Doug Strain was president and CEO of Electro Scientific Industries (ESI), one of the first two companies in the Silicon Forest, west of Portland. Strain was a talented electrical engineer who was largely responsible for developing ESI’s precision impedance measuring instruments, which measure the electrical resistance of complex circuits and are used in development and calibration. In addition to his business and technical endeavors, Strain served in many local and national organizations, boards, and agencies. He was a generous philanthropist, particularly to Pacific University.

Douglas Campbell Strain was born in Spokane, Washington, on October 24, 1919. His parents, Clayton and Edith, managed a farm in northern Idaho. Clayton Strain moved his family in 1932 to Alhambra, California, where he worked at the headquarters of the Challenge Dairy Cooperative, which had been formed to bring together local cooperatives in the West to compete with large food-processing companies. Doug attended Alhambra High School, where he developed an interest in radio and held several part-time jobs repairing and assembling radios. After graduation, he won a Bausch & Lomb Honorary Science Award for designing a flow pH meter to measure the acidity of chemical solutions. He attended Pasadena Junior College and was admitted to the California Institute of Technology in 1941. He married Leila “Cleo” Karicofe on June 10, 1943, a marriage that lasted until his death. They had three children.
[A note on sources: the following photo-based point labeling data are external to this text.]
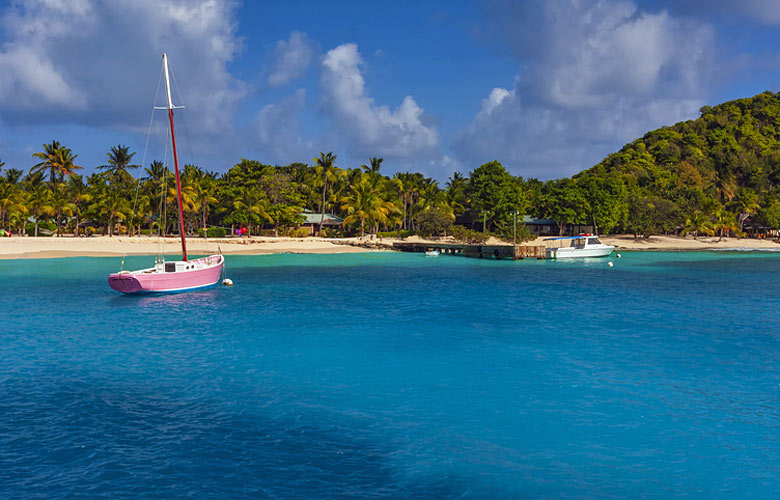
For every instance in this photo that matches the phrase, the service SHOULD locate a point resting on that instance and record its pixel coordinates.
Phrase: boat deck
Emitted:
(514, 252)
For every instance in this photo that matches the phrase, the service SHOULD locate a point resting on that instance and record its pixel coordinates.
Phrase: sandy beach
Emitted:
(103, 246)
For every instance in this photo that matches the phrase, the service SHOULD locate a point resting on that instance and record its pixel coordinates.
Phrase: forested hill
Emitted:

Strain was raised in the Disciples of Christ but gravitated toward the Society of Friends (Quakers) in college. When he registered for the World War II draft, he was granted status as a conscientious objector and was drafted after one semester at Cal Tech. He began his alternative service at Civilian Public Service Camp (CPS) #21 at Cascade Locks on January 15, 1942. Strain served in several other CPS camps before returning to Cascade Locks in 1944, when he was assigned to work in the Forest Service Radio Lab in Portland. While there, he moonlighted at Brown Electric, a small company founded by Frank Brown that manufactured impedance bridges for General Radio (now GenRad) in Concord, Massachusetts.

Returning to Cal Tech after the war, Strain completed a degree in electrical engineering in 1948. He worked at Beckman Instruments for a year and then moved to Portland and purchased a quarter share in Brown’s company, which was incorporated under a new name, Brown Electro-Measurements. Together, Strain and Brown designed a high precision impedance bridge, the BECO 250, which was highly accurate, portable, and competitively priced.

In 1953, Strain and his father purchased the company and renamed it Electro-Measurements; they changed the name to Electro Scientific Industries in 1959. ESI was primarily a precision instrument company until 1969, when it began to build laser manufacturing systems for the semiconductor industry. Laser manufacturing systems are used to fabricate and repair the tiny electronic components used in computers, cell phones. and other such devices. The company became, and still is, a world leader in the production of such systems. Strain resigned as president in 1980 but continued as chair of the board until 1985. He served as vice-chair until he retired in 1999.

Doug Strain was a member of many professional organizations and held leadership positions in several. He served as chair of the Instrument Society of America and was a founding director of the American Electronic Association and was on the Oregon Commission on Futures Research and the Oregon Governor’s Advisory Council. He was a member of the board of trustees of several educational institutions, including Pacific University, where he was board chair. One of the buildings on the Pacific University campus is the Douglas C. Strain Science Center, built in 1963. He and his wife Cleo were the largest individual donors to the building project. He also donated an endowment to Pacific University to establish the Douglas C. Strain Chair of Natural Philosophy.

Strain received a Career Excellence Award from the Institute of Electrical and Electronics Engineers Instrumentation and Test Calibration Society in 2003 and the Wildhack Award of Achievement in Precision Electrical Measurements from the National Conference of Standards Laboratories in 1977. In Oregon, he received the Harvey Clark Award from Pacific University and was the first winner of the Vollum Award for Achievement in Science and Technology from Reed College in 1975. 

In 1959, Strain sold the former ESI building at 4312 Southeast Stark, which had earlier been a Portland Knitting Mill (Jantzen) facility, to the Multnomah Monthly Meeting of the Society of Friends for one dollar under the condition that the American Friends Service Committee could have offices in that building as long as it wanted. Although the AFSC has since moved to another location, the Multnomah Monthly Meeting continues to meet there.

Doug Strain died in Portland on November 15, 2008.